Some say the U.S. should take a page from Israel’s book on security.

At Israeli airports, widely considered the most secure in the world, travelers are subjected to probing personal questions as screeners look them straight in the eye for signs of deception. Searches are meticulous, with screeners often scrutinizing every item in a bag, unfolding socks, squeezing toothpaste and flipping through books.

“All must look to Israel and learn from them. This is not a post-911 thing for them. They’ve been doing this since 1956,” said Michael Goldberg, president of New York-based IDO Security Inc., which developed a device that can scan shoes for hidden weapons while they are still on people’s feet.

Israel also employs profiling: At Ben-Gurion Airport, Jewish Israelis typically pass through smoothly, while others may be taken aside for closer interrogation or even strip searches. Another distinquishing feature of Israeli airports is that they rely on concentric security rings that start miles from terminal buildings.

Rafi Ron, the former security director at Israel’s famously tight Ben Gurion International Airport who now is a consultant for Boston’s Logan International Airport, says U.S. airports also need to be careful not to overcommit to securing passenger entry points at airports, forgetting about the rest of the field.

“Don’t invest all your efforts on the front door and leave the back door open,” Ron said.

While many experts agree the United States could adopt some Israeli methods, few believe the overall model would work here, in part because of the sheer number of large U.S. airports — around 400, versus half a dozen in Israel.

Also, the painstaking searches and interrogations would create delays that could bring U.S. air traffic to a standstill. And many Americans would find the often intrusive and intimidating Israeli approach repugnant.

PROFILING

Some argue that policies against profiling undermine security.

Baum, who is also managing director of Green Light Limited, a London-based aviation security company, agrees profiling based on race and religion is counterproductive and should be avoided. But he argues that a reluctance to distinguish travelers on other grounds — such as their general appearance or their mannerisms — is not only foolhardy but dangerous.

“When you see a typical family — dressed like a family, acts like a family, interacts with each other like a family … when their passport details match — then let’s get them through,” he said. “Stop wasting time that would be much better spent screening the people that we’ve got more concerns about.”

U.S. authorities prohibit profiling of passengers based on ethnicity, religion or national origin. Current procedures call for travelers to be randomly pulled out of line for further screening.

Scrutinizing 80-year-old grandmothers or students because they might be carrying school scissors can defy common sense, Baum said.

“We need to use the human brain — which is the best technology of them all,” he said.
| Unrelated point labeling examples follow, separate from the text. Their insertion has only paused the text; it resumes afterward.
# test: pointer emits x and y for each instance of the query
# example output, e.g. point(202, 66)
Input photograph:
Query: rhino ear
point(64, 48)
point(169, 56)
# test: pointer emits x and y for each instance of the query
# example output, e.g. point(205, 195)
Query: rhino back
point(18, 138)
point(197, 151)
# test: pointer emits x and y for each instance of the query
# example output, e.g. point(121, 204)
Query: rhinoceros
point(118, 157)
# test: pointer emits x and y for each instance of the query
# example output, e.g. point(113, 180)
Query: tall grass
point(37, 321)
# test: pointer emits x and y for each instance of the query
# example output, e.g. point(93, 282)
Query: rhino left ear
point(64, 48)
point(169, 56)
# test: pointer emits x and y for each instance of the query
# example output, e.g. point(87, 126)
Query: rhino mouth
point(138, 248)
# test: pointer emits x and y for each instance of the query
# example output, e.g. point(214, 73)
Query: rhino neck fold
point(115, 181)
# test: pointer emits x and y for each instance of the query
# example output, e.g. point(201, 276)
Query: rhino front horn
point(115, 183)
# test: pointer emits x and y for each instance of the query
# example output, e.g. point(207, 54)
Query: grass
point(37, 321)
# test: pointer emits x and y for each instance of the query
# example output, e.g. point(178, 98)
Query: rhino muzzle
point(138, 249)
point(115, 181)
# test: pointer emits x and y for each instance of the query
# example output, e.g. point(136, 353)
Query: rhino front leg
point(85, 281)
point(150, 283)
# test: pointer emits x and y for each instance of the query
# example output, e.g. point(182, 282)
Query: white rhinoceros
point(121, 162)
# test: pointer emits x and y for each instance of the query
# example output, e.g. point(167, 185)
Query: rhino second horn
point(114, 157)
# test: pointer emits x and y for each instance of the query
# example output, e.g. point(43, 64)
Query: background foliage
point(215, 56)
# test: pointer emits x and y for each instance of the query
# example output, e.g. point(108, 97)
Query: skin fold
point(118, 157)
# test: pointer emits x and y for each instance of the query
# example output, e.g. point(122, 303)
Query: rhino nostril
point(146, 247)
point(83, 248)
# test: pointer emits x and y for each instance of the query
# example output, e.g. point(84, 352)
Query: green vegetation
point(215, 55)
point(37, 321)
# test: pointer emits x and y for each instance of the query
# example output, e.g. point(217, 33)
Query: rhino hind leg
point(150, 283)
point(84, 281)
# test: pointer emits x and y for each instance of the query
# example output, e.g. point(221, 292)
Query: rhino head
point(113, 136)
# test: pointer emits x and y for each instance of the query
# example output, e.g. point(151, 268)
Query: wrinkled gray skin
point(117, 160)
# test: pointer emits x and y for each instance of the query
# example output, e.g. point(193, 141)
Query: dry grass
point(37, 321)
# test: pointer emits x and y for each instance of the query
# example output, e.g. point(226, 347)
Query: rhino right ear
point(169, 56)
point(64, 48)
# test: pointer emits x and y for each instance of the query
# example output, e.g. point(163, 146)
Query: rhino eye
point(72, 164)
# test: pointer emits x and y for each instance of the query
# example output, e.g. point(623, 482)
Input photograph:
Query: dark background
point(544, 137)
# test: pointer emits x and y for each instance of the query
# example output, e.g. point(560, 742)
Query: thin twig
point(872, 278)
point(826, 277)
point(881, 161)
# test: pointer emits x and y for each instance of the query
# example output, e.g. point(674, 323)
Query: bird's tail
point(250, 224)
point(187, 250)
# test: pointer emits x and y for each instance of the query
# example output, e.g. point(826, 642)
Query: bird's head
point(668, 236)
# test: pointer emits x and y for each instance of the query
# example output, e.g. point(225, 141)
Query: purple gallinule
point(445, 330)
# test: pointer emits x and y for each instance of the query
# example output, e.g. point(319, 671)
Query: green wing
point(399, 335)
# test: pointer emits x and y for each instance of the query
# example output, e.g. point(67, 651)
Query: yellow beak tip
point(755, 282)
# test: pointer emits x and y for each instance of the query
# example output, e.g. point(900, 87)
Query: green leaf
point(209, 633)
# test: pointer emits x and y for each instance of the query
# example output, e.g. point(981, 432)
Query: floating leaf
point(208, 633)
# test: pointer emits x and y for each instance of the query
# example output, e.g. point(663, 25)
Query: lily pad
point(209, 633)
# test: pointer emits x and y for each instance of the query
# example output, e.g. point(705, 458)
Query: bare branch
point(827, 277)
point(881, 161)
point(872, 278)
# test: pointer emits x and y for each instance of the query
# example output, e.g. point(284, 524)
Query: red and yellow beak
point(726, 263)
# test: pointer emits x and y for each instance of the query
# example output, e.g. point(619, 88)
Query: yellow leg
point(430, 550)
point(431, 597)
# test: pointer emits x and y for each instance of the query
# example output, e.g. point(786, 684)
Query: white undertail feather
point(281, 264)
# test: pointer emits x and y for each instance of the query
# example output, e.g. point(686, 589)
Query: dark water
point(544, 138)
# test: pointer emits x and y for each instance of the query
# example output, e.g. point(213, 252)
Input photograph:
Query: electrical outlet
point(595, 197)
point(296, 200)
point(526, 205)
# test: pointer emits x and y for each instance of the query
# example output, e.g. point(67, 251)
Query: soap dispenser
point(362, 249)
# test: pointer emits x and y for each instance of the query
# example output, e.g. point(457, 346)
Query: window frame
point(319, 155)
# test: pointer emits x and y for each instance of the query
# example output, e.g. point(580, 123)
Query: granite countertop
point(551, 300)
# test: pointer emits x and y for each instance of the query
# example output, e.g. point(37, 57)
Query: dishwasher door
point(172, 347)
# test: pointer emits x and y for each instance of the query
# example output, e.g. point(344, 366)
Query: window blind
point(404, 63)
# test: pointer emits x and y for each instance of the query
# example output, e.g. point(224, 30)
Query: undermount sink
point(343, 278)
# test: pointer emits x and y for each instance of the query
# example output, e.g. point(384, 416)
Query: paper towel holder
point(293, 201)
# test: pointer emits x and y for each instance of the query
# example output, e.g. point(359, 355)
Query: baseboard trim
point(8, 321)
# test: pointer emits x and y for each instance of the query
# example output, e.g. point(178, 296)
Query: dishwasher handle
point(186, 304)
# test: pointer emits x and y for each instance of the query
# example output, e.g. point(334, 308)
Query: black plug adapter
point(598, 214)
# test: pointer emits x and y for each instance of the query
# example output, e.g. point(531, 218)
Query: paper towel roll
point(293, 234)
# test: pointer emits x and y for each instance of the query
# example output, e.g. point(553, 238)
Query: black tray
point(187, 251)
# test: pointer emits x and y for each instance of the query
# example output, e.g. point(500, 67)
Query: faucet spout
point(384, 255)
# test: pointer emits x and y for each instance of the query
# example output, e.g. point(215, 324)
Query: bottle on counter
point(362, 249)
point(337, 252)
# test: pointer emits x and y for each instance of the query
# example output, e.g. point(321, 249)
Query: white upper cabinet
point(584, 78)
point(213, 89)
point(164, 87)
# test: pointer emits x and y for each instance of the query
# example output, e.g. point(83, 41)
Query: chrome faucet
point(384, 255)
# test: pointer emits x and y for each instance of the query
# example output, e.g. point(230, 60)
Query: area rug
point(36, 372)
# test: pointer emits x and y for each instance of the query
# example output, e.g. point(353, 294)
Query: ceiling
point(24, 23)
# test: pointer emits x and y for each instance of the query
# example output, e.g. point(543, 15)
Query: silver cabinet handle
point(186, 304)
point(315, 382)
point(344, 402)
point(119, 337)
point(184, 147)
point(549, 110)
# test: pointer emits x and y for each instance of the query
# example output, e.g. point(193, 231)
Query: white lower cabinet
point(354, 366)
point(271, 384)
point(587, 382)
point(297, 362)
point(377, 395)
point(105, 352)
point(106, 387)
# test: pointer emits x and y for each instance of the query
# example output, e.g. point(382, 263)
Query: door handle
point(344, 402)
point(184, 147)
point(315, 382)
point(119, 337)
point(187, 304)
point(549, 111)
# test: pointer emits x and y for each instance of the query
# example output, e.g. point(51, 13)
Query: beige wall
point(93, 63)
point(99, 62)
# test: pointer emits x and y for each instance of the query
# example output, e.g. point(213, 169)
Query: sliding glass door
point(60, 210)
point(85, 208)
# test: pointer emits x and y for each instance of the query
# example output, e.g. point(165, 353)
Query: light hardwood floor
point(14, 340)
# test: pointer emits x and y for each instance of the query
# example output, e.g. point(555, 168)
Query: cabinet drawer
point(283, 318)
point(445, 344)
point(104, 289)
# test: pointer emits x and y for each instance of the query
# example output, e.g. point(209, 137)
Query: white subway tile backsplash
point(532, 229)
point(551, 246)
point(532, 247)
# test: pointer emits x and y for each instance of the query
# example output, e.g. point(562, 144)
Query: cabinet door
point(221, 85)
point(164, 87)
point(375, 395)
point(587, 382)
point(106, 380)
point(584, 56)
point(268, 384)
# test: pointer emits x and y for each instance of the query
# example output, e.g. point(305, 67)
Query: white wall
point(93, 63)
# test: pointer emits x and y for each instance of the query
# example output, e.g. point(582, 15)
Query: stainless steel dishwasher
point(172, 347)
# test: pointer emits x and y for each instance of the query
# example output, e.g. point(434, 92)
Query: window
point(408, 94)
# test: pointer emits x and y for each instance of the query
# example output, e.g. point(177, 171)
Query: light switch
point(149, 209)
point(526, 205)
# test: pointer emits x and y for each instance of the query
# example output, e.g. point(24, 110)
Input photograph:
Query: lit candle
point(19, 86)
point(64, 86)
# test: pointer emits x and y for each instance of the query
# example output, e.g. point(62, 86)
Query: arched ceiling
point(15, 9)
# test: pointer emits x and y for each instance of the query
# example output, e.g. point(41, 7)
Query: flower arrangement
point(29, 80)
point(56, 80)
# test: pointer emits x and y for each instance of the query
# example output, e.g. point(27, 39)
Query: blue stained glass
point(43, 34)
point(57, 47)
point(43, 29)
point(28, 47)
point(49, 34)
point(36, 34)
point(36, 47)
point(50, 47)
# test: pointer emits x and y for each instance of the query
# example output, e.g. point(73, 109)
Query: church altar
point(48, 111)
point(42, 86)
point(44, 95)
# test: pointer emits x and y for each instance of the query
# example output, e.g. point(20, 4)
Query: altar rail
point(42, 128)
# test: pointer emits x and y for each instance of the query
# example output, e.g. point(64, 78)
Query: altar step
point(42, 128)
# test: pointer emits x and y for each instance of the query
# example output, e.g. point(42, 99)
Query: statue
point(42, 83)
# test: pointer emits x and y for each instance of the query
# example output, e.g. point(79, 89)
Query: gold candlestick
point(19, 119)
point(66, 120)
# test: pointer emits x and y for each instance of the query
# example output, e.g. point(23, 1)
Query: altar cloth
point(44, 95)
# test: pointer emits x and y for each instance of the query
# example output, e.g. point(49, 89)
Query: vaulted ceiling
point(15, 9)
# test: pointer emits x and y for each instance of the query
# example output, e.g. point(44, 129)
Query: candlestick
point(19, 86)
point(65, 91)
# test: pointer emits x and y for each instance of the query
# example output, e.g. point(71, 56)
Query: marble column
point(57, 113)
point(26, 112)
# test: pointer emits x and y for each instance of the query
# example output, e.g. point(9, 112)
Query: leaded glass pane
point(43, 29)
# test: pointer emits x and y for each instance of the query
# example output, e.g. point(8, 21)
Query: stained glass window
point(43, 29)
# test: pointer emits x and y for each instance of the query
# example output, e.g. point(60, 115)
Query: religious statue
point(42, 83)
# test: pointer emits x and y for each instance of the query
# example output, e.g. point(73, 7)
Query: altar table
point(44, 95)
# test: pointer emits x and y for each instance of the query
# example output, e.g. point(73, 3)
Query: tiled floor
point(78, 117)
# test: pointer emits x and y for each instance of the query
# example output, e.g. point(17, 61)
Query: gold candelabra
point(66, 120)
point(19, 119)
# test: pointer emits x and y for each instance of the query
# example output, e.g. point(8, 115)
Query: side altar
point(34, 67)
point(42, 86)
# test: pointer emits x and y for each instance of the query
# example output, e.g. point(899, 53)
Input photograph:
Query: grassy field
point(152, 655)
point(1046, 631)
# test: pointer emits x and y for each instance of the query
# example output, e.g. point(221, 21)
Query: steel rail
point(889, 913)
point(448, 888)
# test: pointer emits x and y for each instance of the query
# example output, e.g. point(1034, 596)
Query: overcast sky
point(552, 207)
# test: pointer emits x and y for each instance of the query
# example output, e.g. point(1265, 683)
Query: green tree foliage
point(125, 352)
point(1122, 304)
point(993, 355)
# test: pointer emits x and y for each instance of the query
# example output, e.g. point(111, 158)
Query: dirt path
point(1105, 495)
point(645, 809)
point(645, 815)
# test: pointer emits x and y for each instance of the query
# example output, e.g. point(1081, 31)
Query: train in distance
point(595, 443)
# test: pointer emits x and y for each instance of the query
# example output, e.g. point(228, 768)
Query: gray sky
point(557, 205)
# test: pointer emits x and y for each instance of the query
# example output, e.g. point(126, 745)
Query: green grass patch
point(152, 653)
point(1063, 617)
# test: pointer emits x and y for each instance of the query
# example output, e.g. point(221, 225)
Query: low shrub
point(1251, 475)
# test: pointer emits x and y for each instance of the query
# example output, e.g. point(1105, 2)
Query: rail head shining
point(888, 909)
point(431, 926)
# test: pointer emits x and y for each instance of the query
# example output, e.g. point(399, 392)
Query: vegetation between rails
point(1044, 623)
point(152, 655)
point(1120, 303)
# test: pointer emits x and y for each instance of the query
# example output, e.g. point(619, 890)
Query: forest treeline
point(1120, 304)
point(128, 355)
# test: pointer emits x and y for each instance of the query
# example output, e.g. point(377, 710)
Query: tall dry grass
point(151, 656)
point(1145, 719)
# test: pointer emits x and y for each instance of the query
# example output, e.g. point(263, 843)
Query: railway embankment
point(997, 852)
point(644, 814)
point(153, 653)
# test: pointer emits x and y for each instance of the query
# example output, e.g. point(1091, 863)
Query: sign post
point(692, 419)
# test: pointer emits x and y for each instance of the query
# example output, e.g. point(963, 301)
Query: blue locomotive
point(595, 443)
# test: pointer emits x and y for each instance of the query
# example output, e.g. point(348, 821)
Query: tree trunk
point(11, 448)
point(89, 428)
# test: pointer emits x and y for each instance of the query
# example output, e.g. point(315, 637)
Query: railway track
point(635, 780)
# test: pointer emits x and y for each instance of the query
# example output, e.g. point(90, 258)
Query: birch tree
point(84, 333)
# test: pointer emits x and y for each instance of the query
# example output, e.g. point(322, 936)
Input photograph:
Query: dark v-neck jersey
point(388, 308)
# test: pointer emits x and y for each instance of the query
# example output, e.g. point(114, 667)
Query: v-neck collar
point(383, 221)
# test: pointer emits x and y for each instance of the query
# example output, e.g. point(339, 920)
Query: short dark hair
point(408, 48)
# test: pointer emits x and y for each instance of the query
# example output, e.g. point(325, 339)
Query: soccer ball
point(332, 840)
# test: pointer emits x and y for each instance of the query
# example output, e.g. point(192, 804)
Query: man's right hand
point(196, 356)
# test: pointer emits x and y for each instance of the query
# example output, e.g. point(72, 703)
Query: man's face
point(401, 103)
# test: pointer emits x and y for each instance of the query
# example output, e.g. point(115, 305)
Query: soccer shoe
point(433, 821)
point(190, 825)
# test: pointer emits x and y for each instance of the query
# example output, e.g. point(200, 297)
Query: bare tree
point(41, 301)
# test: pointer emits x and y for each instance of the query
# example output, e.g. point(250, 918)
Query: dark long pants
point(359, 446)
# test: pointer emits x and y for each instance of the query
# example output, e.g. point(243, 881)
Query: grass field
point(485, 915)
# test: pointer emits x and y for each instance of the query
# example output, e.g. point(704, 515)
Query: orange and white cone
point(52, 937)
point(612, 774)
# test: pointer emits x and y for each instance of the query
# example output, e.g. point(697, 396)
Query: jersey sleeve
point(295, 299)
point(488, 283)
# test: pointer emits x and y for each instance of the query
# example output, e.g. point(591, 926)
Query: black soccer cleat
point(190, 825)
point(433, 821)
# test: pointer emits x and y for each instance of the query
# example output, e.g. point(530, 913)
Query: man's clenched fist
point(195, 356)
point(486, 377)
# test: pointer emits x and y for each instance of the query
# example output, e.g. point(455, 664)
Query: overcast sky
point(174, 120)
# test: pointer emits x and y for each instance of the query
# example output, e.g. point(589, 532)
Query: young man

But any move to relax prohibitions against profiling in the U.S. would surely trigger fierce resistance, including legal challenges by privacy advocates.

PRIVATIZATION

What if security were left to somebody other than the federal government?

Jim Harper, director of information policy studies at the Washington-based Cato Institute, a free-market-oriented think tank, says airlines should be allowed take charge of security at airports.

Especially since 9/11, the trend has been toward standardizing security procedures to ensure all airports follow the best practices. But Harper argues that decentralizing the responsibility would result in a mix of approaches — thereby making it harder for terrorists to use a single template in planning attacks.

“Passengers, too, prefer a uniform experience,” he said. “But that’s not necessarily the best security. It’s better if sometimes we take your laptop out, sometimes we’ll pat you down. Those are things that will really drive a terrorist batty — as if they’re not batty already.”

Harper concedes that privatizing airport security is probably wishful thinking, and the idea has not gotten any traction. He acknowledges it would be difficult to allay fears of gaping security holes if it were left to each airline or airport owner to decide its own approach.